Seduta al tavolo con me c’è anche Maria Grazia, presidente delle Vol.p.i. In questa sede giunge la proposta di affidarci in gestione il bar della polisportiva Centrocampo e, nel marzo 2004, parte subito l’esperienza: dal lunedì al sabato dalle 16 alle 24 e la domenica dalle 8.30 alle 13.
Dietro il banco un membro Vol.p.i. (ruotano in una dozzina) e due pazienti (una quindicina). Le regole di convivenza si decidono nel gruppo lavoro che si tiene ogni giovedì e i compensi vengono erogati in base agli incassi e alle ore lavorate. Il Kiosko diventa luogo di aggregazione: si mettono dei tavolini all’aperto e il sentore di autentica mescolanza appare forte.
Il nuovo progetto Kiosko si muove nella direzione giusta. A molti le somme guadagnate sembrerebbero irrisorie, ma per i pazienti sono il tramite per dei piccoli lussi: una bibita quando si esce la sera o la possibilità di offrire un caffè ad amici, parenti, operatori. A febbraio il freddo torinese taglia il volto ai pazienti, ma nei loro occhi continua a leggersi la volontà di essere presenti, e di fronte al cedimento di un volontario sono quegli stessi occhi a far sentire un pò meno il freddo…

Il Cafè Neruda
È in quello stesso locale dove fummo ospiti col progetto Catering, che nel 2004 prende l’avvio il terzo progetto delle Vol.p.i.: il proprietario del locale ce ne offre la gestione nel suo complesso. Tra mille difficoltà, il 29 settembre siamo pronti: dietro il bancone non solo più membri Vol.p.i. e pazienti, ma chiunque sia interessato al progetto e abbia abilità da condividere.
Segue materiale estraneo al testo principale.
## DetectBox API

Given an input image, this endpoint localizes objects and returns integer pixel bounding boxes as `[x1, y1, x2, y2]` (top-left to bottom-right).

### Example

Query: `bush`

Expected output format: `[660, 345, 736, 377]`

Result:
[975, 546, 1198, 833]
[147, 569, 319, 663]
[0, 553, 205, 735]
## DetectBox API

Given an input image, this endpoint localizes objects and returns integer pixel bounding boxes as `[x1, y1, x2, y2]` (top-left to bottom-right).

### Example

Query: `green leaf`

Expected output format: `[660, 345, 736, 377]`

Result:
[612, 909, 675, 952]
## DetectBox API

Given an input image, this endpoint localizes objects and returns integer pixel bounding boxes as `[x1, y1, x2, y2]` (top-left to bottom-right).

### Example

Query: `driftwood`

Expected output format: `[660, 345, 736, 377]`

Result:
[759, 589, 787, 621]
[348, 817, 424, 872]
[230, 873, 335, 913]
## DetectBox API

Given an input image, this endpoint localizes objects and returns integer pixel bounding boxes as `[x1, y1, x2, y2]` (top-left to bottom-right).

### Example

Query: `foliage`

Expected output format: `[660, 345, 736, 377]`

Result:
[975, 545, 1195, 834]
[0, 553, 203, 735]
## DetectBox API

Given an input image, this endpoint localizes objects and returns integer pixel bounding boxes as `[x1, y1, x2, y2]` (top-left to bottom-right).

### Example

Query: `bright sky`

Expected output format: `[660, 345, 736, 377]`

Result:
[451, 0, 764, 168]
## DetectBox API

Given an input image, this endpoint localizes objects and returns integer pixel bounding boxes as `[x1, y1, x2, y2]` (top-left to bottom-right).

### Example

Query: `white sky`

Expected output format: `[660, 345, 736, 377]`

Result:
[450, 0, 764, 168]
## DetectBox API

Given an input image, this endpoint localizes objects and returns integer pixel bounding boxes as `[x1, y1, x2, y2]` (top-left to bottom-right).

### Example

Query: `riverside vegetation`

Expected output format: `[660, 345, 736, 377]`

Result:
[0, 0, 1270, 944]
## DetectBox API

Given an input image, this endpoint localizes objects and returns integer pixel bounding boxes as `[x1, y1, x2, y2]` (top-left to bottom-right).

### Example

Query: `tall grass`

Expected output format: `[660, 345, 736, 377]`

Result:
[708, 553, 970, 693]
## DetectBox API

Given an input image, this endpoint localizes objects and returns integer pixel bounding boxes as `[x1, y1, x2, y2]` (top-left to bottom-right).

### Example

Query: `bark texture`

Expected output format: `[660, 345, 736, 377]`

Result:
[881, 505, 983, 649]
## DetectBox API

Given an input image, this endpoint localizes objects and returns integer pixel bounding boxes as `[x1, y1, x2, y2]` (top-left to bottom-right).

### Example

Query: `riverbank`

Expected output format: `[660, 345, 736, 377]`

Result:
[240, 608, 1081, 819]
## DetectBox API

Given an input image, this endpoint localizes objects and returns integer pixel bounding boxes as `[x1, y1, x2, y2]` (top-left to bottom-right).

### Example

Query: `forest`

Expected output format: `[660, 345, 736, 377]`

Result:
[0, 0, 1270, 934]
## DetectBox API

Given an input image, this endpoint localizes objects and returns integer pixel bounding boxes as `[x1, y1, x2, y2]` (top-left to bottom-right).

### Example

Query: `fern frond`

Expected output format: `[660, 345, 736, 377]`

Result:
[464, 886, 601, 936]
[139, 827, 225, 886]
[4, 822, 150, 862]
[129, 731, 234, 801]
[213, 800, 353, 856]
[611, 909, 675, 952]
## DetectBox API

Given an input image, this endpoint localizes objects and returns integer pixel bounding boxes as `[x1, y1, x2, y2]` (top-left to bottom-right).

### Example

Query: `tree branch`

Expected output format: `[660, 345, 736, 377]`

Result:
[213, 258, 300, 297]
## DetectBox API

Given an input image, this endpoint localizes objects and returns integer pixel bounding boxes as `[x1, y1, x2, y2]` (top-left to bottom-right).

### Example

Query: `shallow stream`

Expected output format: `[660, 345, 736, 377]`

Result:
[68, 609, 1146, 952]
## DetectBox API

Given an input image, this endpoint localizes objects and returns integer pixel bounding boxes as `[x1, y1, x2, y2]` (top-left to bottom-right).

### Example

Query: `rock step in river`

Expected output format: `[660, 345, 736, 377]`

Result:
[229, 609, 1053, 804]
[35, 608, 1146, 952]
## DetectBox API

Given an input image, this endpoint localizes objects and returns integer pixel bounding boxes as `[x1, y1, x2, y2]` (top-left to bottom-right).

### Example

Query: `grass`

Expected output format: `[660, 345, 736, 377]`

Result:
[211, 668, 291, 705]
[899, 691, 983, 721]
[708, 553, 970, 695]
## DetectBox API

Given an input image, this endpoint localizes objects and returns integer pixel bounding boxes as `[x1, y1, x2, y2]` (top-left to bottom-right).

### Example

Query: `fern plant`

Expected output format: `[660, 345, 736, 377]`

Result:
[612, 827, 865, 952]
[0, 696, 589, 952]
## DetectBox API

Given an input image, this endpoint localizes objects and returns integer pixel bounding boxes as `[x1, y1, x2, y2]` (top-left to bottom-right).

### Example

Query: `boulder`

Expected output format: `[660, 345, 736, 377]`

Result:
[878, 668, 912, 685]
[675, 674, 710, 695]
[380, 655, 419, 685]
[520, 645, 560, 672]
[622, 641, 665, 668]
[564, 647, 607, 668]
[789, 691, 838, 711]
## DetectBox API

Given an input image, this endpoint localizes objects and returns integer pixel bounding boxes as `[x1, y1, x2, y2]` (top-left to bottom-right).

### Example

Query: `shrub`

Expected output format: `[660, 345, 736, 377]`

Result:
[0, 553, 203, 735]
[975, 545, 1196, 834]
Obiettivi dell’attività sono, come sempre, la promozione dell’autonomia dei pazienti mediante la creazione di un lavoro che generi retribuzione, nonché il rafforzamento delle relazione sociali. Fondamentale è il contenimento della vulnerabilità legata alla malattia (per via della minor resistenza agli stress) attraverso l’organizzazione non rigida dei tui né al Kiosko né al Neruda, mentre il collegamento con il gruppo di lavoro settimanale consente l’elaborazione di problemi e vissuti così come la condivisione di giornie e successi.
Per i volontari Vol.p.i. l’esperienza rappresenta un modo per sentirsi co-protagonisti del miglioramento della qualità della vita dei pazienti, così come era avvenuto anche per tutti gli altri progetti; per i pazienti, ancora una volta, è un mezzo terapeutico: il lavoro che dà una retribuzione, che riempie qualche ora altrimenti vuota, che consente di relazionarsi con l’esterno perché «diversi» sono loro per noi come noi per loro.

Così, sull’onda dell’entusiasmo dei pazienti, mi lascio trasportare dai sogni e immagino che la risposta alla crisi che tutto investe, possa essere per noi la creazione di un’autonomia attraverso una ricerca creativa di lavoro, come le microimprese del Sud del mondo: le panetterie solidali, gli orti collettivi, i refettori popolari. Mi immagino tutti insieme nei nostri orti, nei circoli, nelle piazze, ma poi mi fermo perché il mio sogno non diventi un delirio.
Da ottobre 2004 un altro circolo Arci, l’«Oato di te», ci consente di continuare il sogno mentre il Neruda è ormai una parentesi chiusa dalla quale abbiamo imparato tanto ma che, sia pure a malincuore, abbiamo dovuto abbandonare… La complessità dei progetti gestiti talvolta ingenera responsabilità e stress anche su noi operatori e volontari, ma negli occhi dei pazienti sempre si ritrova la forza per ricominciare a sognare.